Sama fabuła jest nieliniowa, gracz płynie gdzie mu się podoba i walczy z kim chce. Jeśli jakaś bitwa okaże się zbyt trudna, może ją opuścić, wykonać prostsze zadania i wrócić, gdy jego bohater będzie silniejszy. Niestety, chociaż fabuła jest nieliniowa, nie różni się ona dla poszczególnych stron konfliktu. Same misje także po pewnym czasie zaczynają nudzić, bo zdecydowana większość z nich nie wykracza poza schemat Zniszcz wszystko co się rusza. SI komputerowego przeciwnika także nie stoi na wysokim poziomie, gracze zaprawieni w bojach powinni ustawić sobie poziom trudności na Trudny, bo Normalny... może okazać się za łatwy. To nie jest Total Annihilation, gdzie linia frontu, kolejka rozkazów, ukształtowanie terenu i odpowiednie zarządzanie surowcami miało kolosalne znaczenie dla rozgrywki. Porównując dalej na TA - w Warlords: Battlecry 3 twoja armia będzie składać się z góra czterech (na siłę pięciu) rodzajów oddziałów (podczas gdy każda strona może powołać ich około 14); to nie TA, gdzie słaby, ale szybki Peewee był tak samo ważny podczas bitwy jak ciężki i powolny pojazd artyleryjski Lurger.
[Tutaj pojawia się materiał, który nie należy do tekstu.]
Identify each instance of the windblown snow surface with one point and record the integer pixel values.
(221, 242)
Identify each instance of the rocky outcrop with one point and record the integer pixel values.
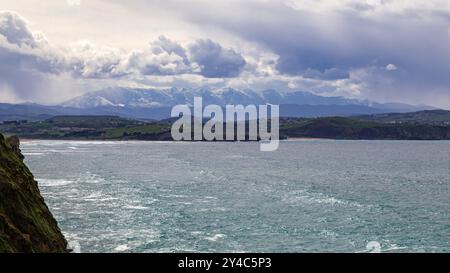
(26, 224)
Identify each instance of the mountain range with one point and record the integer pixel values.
(156, 104)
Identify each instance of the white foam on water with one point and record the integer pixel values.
(215, 238)
(74, 246)
(33, 154)
(303, 196)
(122, 248)
(373, 247)
(53, 182)
(135, 207)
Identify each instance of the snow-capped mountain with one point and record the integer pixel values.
(154, 98)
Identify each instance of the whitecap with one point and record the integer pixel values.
(122, 248)
(133, 207)
(53, 182)
(215, 238)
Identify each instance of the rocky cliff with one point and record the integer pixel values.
(26, 224)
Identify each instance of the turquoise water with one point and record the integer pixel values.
(310, 196)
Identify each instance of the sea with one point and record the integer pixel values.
(309, 196)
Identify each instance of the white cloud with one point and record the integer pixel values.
(391, 67)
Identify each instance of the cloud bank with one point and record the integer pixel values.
(381, 50)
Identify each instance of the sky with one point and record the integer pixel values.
(379, 50)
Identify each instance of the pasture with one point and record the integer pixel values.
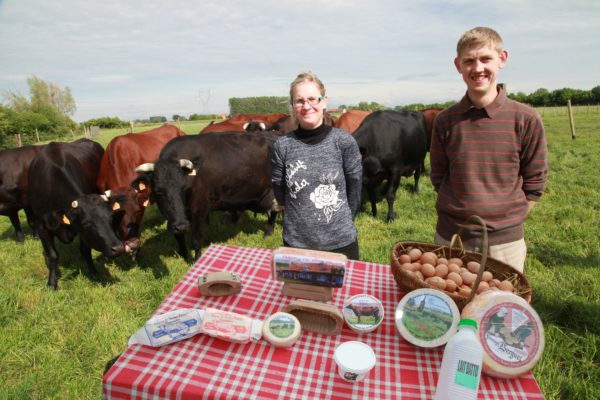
(59, 344)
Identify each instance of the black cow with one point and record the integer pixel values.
(65, 202)
(14, 167)
(226, 171)
(393, 144)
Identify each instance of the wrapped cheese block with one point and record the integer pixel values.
(231, 326)
(309, 267)
(510, 331)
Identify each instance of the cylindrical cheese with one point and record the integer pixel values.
(281, 329)
(510, 331)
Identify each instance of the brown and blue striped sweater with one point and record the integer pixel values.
(487, 162)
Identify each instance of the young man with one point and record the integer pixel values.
(488, 155)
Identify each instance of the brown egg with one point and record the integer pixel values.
(451, 286)
(487, 276)
(456, 261)
(441, 270)
(428, 270)
(453, 268)
(404, 258)
(429, 258)
(464, 291)
(436, 282)
(507, 286)
(468, 278)
(473, 266)
(414, 254)
(407, 267)
(453, 276)
(483, 286)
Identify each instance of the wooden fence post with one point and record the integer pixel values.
(571, 119)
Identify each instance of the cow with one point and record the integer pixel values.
(236, 123)
(392, 144)
(351, 120)
(214, 171)
(14, 167)
(117, 170)
(65, 203)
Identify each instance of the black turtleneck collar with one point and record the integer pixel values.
(313, 136)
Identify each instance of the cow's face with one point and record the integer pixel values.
(91, 217)
(170, 182)
(132, 204)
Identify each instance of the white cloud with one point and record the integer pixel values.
(116, 55)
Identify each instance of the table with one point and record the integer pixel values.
(203, 367)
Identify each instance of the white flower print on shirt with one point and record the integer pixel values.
(325, 196)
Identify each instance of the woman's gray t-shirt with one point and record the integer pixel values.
(319, 185)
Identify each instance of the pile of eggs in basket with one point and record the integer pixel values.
(451, 275)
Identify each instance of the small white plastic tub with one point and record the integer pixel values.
(354, 360)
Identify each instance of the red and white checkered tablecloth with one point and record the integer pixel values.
(203, 367)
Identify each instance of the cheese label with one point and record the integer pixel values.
(282, 326)
(509, 334)
(428, 316)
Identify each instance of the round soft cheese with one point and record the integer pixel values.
(281, 329)
(363, 313)
(510, 332)
(427, 317)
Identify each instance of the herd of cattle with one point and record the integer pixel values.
(79, 188)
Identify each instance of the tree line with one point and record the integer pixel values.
(46, 113)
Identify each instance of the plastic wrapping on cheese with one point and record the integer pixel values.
(310, 267)
(169, 328)
(510, 331)
(231, 326)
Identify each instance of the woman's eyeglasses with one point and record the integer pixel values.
(313, 101)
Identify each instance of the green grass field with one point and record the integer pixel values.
(59, 344)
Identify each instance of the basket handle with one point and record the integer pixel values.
(475, 220)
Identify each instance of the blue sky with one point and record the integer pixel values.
(137, 58)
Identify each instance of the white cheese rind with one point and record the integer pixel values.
(281, 329)
(510, 331)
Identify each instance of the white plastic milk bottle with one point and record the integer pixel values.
(461, 366)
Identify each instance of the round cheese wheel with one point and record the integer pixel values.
(510, 332)
(363, 313)
(427, 317)
(281, 329)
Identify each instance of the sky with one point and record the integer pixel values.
(139, 58)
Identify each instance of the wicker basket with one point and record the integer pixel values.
(408, 282)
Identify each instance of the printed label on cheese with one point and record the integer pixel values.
(282, 326)
(172, 327)
(428, 316)
(509, 334)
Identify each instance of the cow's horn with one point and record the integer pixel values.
(146, 167)
(183, 163)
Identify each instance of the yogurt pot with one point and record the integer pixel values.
(354, 360)
(363, 313)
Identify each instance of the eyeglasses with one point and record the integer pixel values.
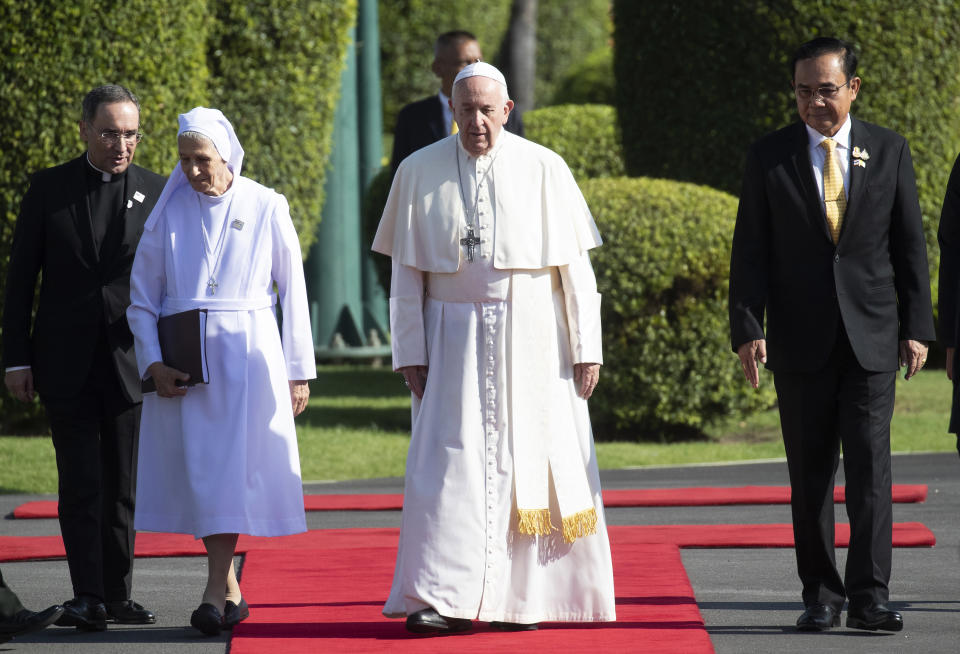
(825, 93)
(112, 137)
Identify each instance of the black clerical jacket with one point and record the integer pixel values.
(85, 287)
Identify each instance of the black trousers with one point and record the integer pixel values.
(95, 434)
(9, 602)
(841, 405)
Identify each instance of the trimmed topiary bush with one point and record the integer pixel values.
(586, 136)
(663, 271)
(590, 81)
(566, 32)
(408, 29)
(708, 78)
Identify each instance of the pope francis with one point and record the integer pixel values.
(495, 321)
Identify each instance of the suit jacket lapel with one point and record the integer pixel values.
(80, 210)
(803, 169)
(131, 218)
(859, 137)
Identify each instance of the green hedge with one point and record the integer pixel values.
(662, 271)
(586, 136)
(408, 29)
(276, 75)
(590, 81)
(566, 31)
(708, 78)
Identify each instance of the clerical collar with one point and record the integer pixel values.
(504, 136)
(104, 175)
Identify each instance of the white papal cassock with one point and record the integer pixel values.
(223, 458)
(500, 336)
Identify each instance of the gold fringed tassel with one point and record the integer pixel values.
(534, 522)
(579, 525)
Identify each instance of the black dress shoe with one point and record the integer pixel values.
(874, 617)
(25, 622)
(818, 617)
(234, 614)
(207, 620)
(428, 621)
(129, 612)
(514, 626)
(84, 613)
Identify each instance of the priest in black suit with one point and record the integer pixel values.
(428, 120)
(78, 227)
(829, 249)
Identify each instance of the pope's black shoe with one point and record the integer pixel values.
(818, 617)
(129, 612)
(25, 622)
(514, 626)
(428, 621)
(84, 613)
(874, 617)
(234, 614)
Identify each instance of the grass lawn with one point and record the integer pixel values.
(357, 426)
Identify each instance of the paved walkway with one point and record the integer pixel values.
(749, 598)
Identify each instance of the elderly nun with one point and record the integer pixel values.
(220, 459)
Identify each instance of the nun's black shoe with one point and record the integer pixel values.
(207, 620)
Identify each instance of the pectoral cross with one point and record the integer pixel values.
(470, 241)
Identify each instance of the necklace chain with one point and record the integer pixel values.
(212, 284)
(471, 240)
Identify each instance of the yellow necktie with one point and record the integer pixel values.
(834, 199)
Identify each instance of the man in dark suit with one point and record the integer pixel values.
(79, 225)
(829, 247)
(427, 121)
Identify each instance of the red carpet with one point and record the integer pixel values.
(697, 496)
(330, 600)
(906, 534)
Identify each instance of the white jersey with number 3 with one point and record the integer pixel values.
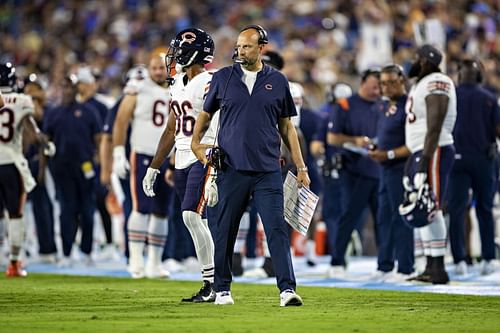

Bitwy o surowce też raczej nie uświadczymy... Wystarczy wysłać kilka oddziałów w miejsce kopalni z rozkazem Patrol i zazwyczaj nie musimy się martwić o dostawę surowców (cztery rodzaje: złoto, kamień, kryształy, żelazo; każda rasa wykorzystuje je w różnym stopniu).
Oprawa graficzna nie uległa zmianie od czasu drugiego Warlords: Battlecry i dla większości graczy będzie ona wręcz archaiczna. Na całe szczęście dźwięk jest niezły, a muzyka jest świetna. Ta gra ma klimat tworzony nie tylko przez muzykę. To po prostu jedna z nielicznych mimo wszystko strategii czasu rzeczywistego w świecie fantasy, a grafika choć prymitywna jest wykonana ładnie, bo te parę lat temu robiła wrażenie. Mi ona nie przeszkadza, ba! Dla mnie 2D zawsze było lepsze od 3D.
Jak więc można podsumować Warlords: Battlecry 3? Z jednej strony to dosyć ciekawy RTS z elementami RPG, którego akcja rozgrywa się w świecie fantasy. Ma znakomity klimat, mnóstwo ras i klas do wyboru, ładną (dla jednych) grafikę, nieliniową fabułę i świetną muzykę. Z drugiej strony grafika jest już mimo wszystko przestarzała, fabuła banalna, SI komputera mizerne, gra na dłuższą metę nuży, a do gatunku nie wprowadza nic oryginalnego. Wybór pozostawiam potencjalnym nabywcom.
0 kudosthennomad   @   11:27, 04.08.2015
Fajna gierka najlepiej przechodzić na normalnym poziomie wtedy jest fajna rozgrywka. Ktoś fajnie pomyślał tworząc kampanie do tej gierki.